I remember seeing other stations' IDs and weather bulletins from WPBN's VHF 7 transmitter near Harrieta. They lacked any direct coaxial cable link to NBC network programming, they picked NBC over the air from many other affiliates using over-the-air and microwave relay stations to get to NBC programming to Traverse City.CK-722 wrote: ↑Tue Dec 08, 2020 9:06 pmWPBN-TV 7 used to be a wall to wall signal in Mecosta County. WWTV 9 was somewhat stronger, and WZZM 13 a close third.

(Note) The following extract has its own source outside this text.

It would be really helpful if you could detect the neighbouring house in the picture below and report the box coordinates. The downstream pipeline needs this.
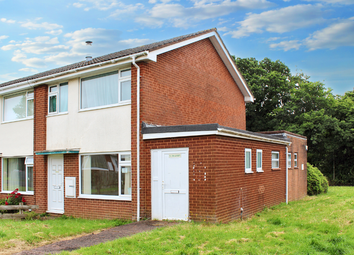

WKZO/WWMT 3, WNEM 5, WJIM/WLNS 6 WOOD 8, and WJRT 12 were all receivable at higher elevations, and later WGTU 29 and WGVC/WGVU 35 were receivable. Even WJBK 2 and WWJ/WDIV 4 were receivable much of the time at higher elevations with a decent antenna. The WBRN tower and the then Rapid Cablevision had head antennas for all of these except 2 and 4 at one time, or another. Of course, WOOD 8 had an off air head end antenna link for NBC programming to WPBN near Stanwood, and WNEM 5 had a another head end antenna for NBC South of Barryton. For those who are too young to remember, WNEM 5 was NBC for decades before swapping with WEYI 25 CBS.
Common logos included WJMN-3, WTMJ-4, WFRV-5, WNEM-5 (NBC back then), and WOTV-8.
One night, their picture was overtaken by PBS's "Captioned ABC News" right at the 11:00 ID break.
Sporadic-E brought a signal that overpowered the OTA feed they had been using.
Logical conjecture would have that a PBS station took the channel by Sporadic-E skip, overpowering the NBC source WNEM had been using.
WUFT was in about the same azimuth as WNEM, and at about the "right" distance for an Es path on 77MHz at the typical sporadic-E single-hop distance.